The action plan for the outcome need to be set with substantial academic gap to facilitate teachers to design, try and implement the plan. The outcomes set can have one month gap in-between to revisit and reframe, the missing links.
The task designed need to be split into parts and handed over members with competency in the task assigned. The individuals are to meet regularly discuss and note the minutes of the design and implementation strategies.

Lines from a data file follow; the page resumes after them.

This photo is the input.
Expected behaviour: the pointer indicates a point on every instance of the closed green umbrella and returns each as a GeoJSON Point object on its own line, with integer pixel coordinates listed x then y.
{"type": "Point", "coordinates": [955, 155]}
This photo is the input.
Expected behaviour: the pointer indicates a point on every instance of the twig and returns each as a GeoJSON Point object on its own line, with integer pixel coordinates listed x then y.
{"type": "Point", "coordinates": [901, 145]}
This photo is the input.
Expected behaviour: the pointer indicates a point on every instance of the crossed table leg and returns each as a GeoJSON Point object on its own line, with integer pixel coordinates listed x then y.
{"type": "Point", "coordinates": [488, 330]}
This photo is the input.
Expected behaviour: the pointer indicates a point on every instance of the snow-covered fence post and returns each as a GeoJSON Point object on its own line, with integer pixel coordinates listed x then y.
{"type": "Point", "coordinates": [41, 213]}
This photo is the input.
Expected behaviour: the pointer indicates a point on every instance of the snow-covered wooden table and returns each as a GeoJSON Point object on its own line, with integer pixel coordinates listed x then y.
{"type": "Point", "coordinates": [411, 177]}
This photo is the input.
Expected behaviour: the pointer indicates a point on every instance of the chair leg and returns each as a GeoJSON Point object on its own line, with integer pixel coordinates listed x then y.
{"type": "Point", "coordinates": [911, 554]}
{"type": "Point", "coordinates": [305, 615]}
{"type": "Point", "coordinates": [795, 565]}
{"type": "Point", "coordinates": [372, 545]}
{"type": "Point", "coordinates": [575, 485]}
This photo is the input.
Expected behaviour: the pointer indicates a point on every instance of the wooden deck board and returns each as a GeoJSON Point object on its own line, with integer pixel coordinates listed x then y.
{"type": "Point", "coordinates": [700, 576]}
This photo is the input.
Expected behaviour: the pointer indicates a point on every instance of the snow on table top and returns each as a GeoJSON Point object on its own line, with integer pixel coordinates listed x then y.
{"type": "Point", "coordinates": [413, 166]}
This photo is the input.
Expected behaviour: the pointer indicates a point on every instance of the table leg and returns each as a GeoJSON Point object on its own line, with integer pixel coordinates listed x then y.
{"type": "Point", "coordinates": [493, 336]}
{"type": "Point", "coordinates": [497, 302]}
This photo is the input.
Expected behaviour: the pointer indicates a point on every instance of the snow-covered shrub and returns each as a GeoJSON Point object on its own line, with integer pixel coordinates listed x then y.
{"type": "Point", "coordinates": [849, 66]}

Once one activity is complete, an open discussion on the ‘red’, ‘yellow’ and ‘green’ areas are to be done. The leader needs to instil confidence on its design and implementing members about the errors or mistakes committed during the process. Any process is not complete without ‘analyses’ and ‘feedback’. Such analysis and feedback needs to be collected from the stakeholders. The collected feedback should be considered for discussion and reframing only after the set academic year. The outcome designed needs to revisited, with the actual framework and the results obtained towards the end of the set period. This can be compared with the previous year’s results to understand the outcome better. This should be the cycle of ‘training for change’.
Training is not a one day or once in a while process to implement change. It is a continuous process and design of this should be with the members involved, taking their concerns and hearing their pleas.
After all, it is them – who have to implement; not the trainer, not the management.